The General Assembly overrode his veto last month, on the same day the House of Delegates elected Peña-Melnyk as its new leader. The commission details 84 specific policies, divided into nine categories, to remedy the injustice. It’s now working on turning those into legislation for Peña-Melnyk to consider championing in the upcoming General Assembly session.
“Every Black person who modified their behavior out of fear, who lost property to White mobs, who was denied economic opportunity, who fled their community to protect their family, was a victim of this system,” the report said.
The proposals range from the cash compensation to strengthening current due-process protections, law school scholarships, integrating the history of racial terror into school classrooms, and an array of “symbolic reparations” that include apologies and memorials.
The governor’s office has so far been noncommittal about all of them.
“Given the scope of the report, it would be premature to commit to specific proposals before completing a full review,” spokesman Ammar Moussa said in a statement.
But, Moussa said, “Gov. Moore believes the work of repair demands urgent, measurable action – and his administration will keep delivering results that expand opportunity and close gaps that have held Black Marylanders back for generations.”
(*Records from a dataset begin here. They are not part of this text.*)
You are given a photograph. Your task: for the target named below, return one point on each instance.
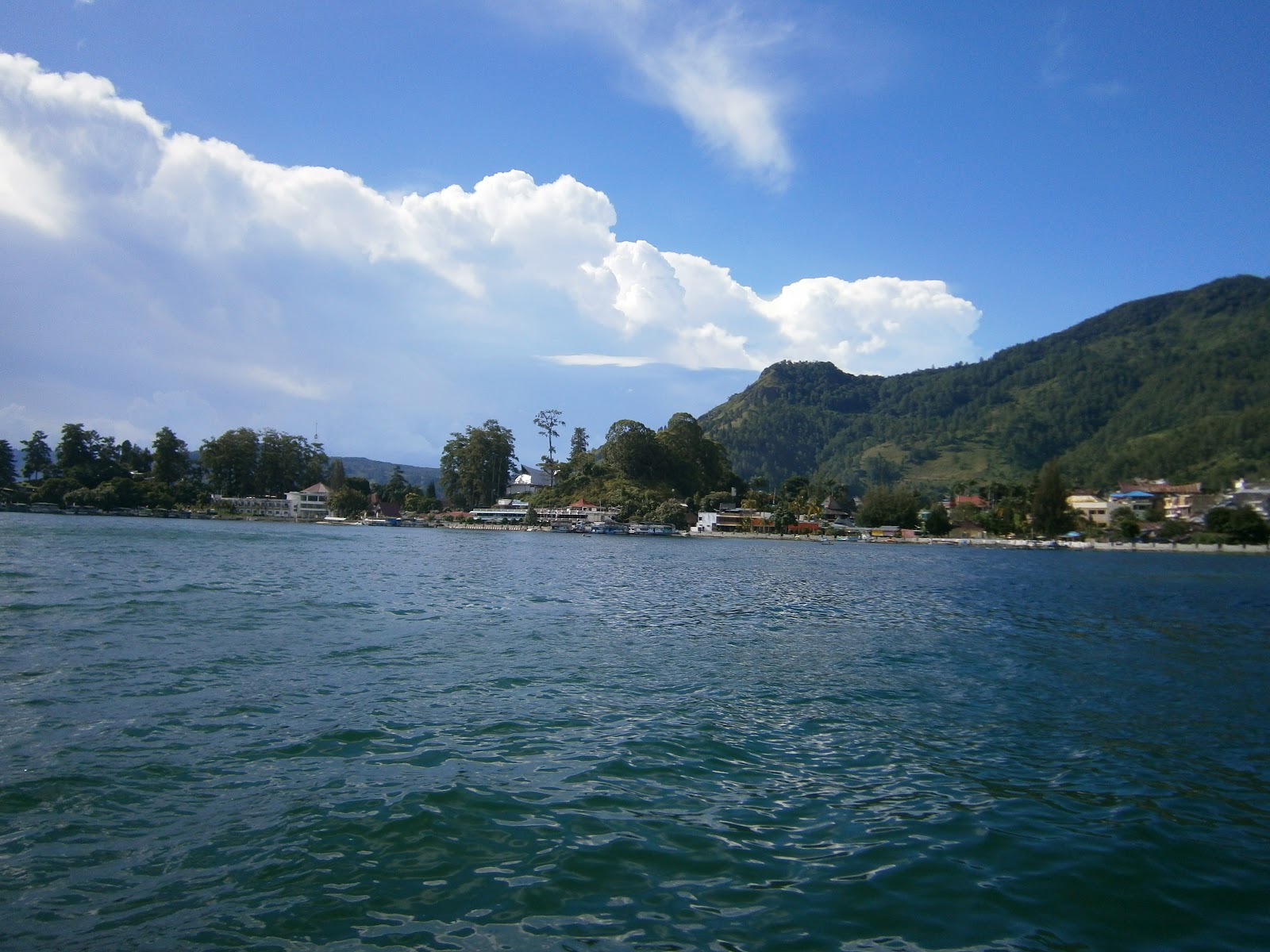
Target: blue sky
(385, 221)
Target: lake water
(245, 735)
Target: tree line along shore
(664, 476)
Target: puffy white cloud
(706, 61)
(140, 262)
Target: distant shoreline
(1026, 545)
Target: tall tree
(632, 451)
(76, 450)
(937, 520)
(8, 461)
(230, 461)
(171, 461)
(37, 457)
(889, 507)
(476, 465)
(336, 479)
(549, 423)
(395, 489)
(577, 446)
(1049, 512)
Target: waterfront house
(1089, 507)
(310, 505)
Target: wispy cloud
(717, 65)
(149, 272)
(1062, 67)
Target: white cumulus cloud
(140, 262)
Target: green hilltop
(1175, 386)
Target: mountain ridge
(1175, 385)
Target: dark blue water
(241, 735)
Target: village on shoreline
(825, 536)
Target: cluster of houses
(1184, 503)
(302, 505)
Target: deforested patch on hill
(1175, 386)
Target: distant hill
(378, 471)
(1175, 386)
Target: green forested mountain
(381, 473)
(1175, 386)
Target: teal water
(243, 735)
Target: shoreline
(1026, 545)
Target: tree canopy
(476, 465)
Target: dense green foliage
(37, 457)
(476, 465)
(1175, 386)
(89, 470)
(243, 463)
(1049, 512)
(889, 507)
(8, 465)
(1241, 526)
(648, 475)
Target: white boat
(649, 528)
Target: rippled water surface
(243, 735)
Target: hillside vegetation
(1175, 386)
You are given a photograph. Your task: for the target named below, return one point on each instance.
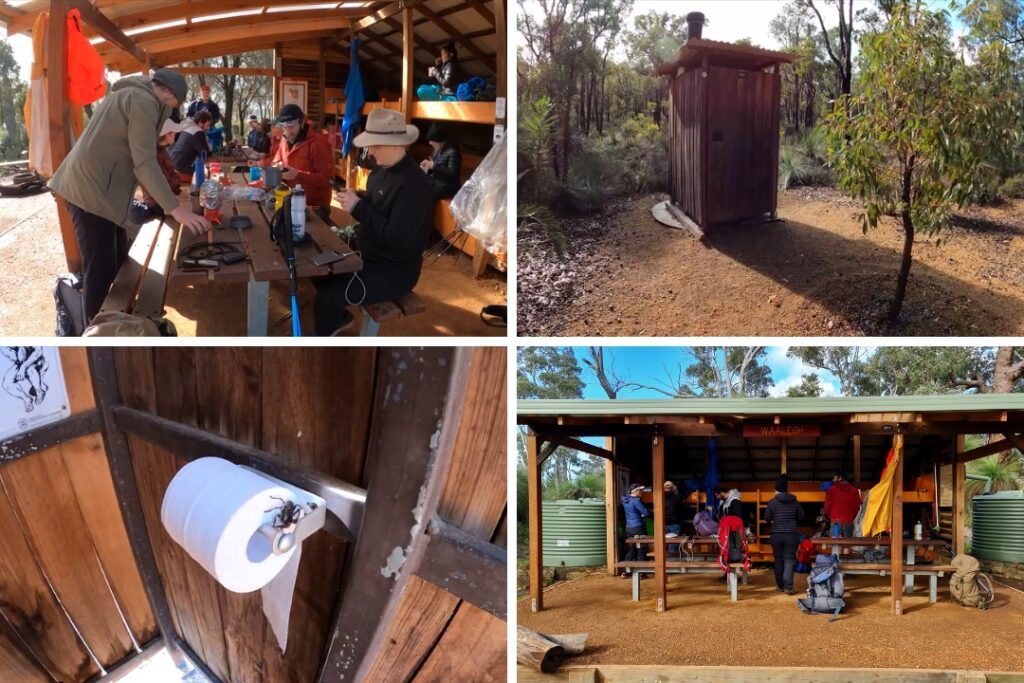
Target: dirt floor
(766, 629)
(33, 254)
(813, 273)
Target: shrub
(1013, 187)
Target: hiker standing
(783, 512)
(635, 513)
(204, 103)
(842, 504)
(729, 503)
(117, 152)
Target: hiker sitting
(192, 144)
(446, 73)
(635, 513)
(783, 513)
(306, 159)
(116, 152)
(842, 505)
(394, 221)
(147, 208)
(673, 512)
(444, 167)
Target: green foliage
(916, 139)
(1013, 187)
(809, 386)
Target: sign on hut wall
(34, 392)
(780, 431)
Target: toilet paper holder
(297, 519)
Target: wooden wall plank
(472, 648)
(57, 534)
(14, 666)
(85, 461)
(29, 604)
(473, 499)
Senate President Bill Ferguson (D-Baltimore City) said through a spokesman he looks forward to reviewing the recommendations, and “recognizes the painful and necessary work” the commission undertook.
The $100,000 and $10,000 amounts of the proposed reparations are drawn from history: They represent the present-day value of compensation proposed in anti-lynching bills Maryland state lawmakers drafted but did not approve in the 1930s.
David O. Fakunle, commission chair and an assistant professor at Morgan State University, said that while the cash reparations constitute the most eye-catching recommendation, it’s not the most important.
“The number-one recommendation is to tell the truth,” Fakunle said.
“It’s the story that nobody wants to talk about. We’ll talk about slavery, Jim Crow, all that stuff before we want to talk about lynching. There’s a reason: because it’s heinous. It’s the worst of humanity.”
Fakunle said that over the course of six years, the commission notified some people of the fact that their ancestors had been lynched, and heard from descendants of people who had been perpetrators and wanted to make amends. Institutions, such as the Baltimore Sun, acknowledged the role they played in creating a culture that allowed lynching to fester, he said.